You seem to mis-understand what denial of service means. An example would be a large number of HTTP requests to a single web-server arriving at such a rate that the web-server software becomes so busy it cannot accept new TCP connections. Wikipedia has a decent article on DoS, read it.

recv(2) is just an API. Misuse of it, as any other bug, can lead to issues, including DoS. But that does not mean you should avoid it. If your problem is blocking other sockets while waiting on a read, look into non-blocking sockets and I/O multiplexing as in select(2), poll(2), and epoll(4).

Nikolai N Fetissov
yes I want to know if I use recv() can it lead to DoS ? Since the server may wait on it for a long time. For example if my message size is very large.
mousey
Note that can set a timeout on the socket and a maximum buffer size on recv, so the opportunities for abuse can be limited. I guess if you have a single process an unwanted peer could send you lots of bytes slowly as a denial of service attack...
MZB
+1  A: 

Yes, recv() can block indefinitely. You need to implement some sort of time out.

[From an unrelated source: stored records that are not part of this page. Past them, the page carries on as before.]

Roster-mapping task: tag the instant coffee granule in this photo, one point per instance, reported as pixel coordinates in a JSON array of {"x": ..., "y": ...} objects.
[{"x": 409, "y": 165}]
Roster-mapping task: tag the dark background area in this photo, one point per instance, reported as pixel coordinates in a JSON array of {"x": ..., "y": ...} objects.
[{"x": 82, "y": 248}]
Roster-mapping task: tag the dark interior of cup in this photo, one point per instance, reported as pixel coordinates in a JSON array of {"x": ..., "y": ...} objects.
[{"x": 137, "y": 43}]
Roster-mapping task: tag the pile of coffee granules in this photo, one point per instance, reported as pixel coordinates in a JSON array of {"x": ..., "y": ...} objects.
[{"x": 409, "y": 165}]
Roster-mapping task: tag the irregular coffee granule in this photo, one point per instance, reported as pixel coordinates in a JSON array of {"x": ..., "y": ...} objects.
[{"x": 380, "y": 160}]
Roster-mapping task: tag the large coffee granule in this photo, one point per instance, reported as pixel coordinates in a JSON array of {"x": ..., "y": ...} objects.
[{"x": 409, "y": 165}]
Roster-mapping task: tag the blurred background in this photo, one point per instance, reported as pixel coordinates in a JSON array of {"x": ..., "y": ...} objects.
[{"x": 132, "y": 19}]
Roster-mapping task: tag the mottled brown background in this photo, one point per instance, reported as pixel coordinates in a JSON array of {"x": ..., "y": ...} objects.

I would recommend using the boost asio library. It includes things like timers that work seamlessly with socket connections and receive events. Just setup an asynchronous socket, add a timer, and break if the time runs out.

This still doesn't make you immune to DoS attacks, as a flood of requests could still come in during the timeout window. But if might help if you set the timeout quite low.

Inverse
+1  A: 

If you are using Blocking sockets look into adjusting the send() and recv() timeouts with the SO_SNDTIMEO and SO_RCVTIMEO setsockopt() options.

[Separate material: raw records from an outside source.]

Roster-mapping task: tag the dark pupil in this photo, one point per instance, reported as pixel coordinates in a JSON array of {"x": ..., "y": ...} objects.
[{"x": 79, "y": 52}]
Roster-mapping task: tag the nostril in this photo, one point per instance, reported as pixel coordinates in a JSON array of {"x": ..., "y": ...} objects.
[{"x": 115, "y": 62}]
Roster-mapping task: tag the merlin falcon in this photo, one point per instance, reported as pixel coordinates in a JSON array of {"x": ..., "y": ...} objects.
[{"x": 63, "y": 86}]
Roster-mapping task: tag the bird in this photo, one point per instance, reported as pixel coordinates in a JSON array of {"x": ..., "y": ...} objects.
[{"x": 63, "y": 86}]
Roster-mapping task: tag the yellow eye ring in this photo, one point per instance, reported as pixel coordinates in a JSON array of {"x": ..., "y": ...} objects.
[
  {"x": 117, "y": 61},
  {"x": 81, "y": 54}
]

There are lots of little complexities in creating a proper server, I would look into acquiring by begging, borrowing or stealing this one. Here is a sample multithreaded socket server.

Also if you have control over both sides (The client and server socket software) I would create a protocol that has the length of the message to be passed in as the first 2 or 4 bytes of the message, that way you just have to block for that decode the number and keep reading until the number of bytes as elapsed. Do that for both the client and the server and it will make your code a lot simpler.